A study evaluating the effects of magnetic nanoparticle coatings on human cells' functional properties became available in the Journal of Biotechnology.
The work is aimed at determining the level of biocompatibility of magnetic nanoparticles coated with various polyelectrolytes. It is known that stabilization of the nanoparticle surface with polymers allows to enhance biodistribution and reduce the material's toxicity. In this work, the obtained nanohybrid systems were characterized by a wide range of diagnostic methods, which did not reveal any decrease in the particles' magnetic properties.
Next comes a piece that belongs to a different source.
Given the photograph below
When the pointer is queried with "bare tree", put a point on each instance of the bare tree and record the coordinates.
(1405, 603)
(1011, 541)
The effects of magnetic nanoparticles on cells in monolayer and 3D cultures were evaluated using colorimetric and fluorescence assays. As a result, the particles coated with polyallylamine hydrochloride were the least toxic to both monolayer and 3D cultures. Polyethylamine-coated magnetic nanoparticles showed the highest level of adverse effects. It is noted that the magnetic nanoparticles were attached to the surface of the cell membrane, changing its adhesive properties. Also, their penetration into the cells had little effect on the enzymatic activity. The data obtained indicate a high potential for the application of nanohybrid based on magnetic nanoparticles and polyallylamine hydrochloride in the field of biomedicine.
Title of the article: Biocompatibility of magnetic nanoparticles coating with polycations using A549 cells
Authors: Elvira Rozhina, Anna Danilushkina, Farida Akhatova, Ramil Fakhrullin, Artem Rozhin, Svetlana Batasheva.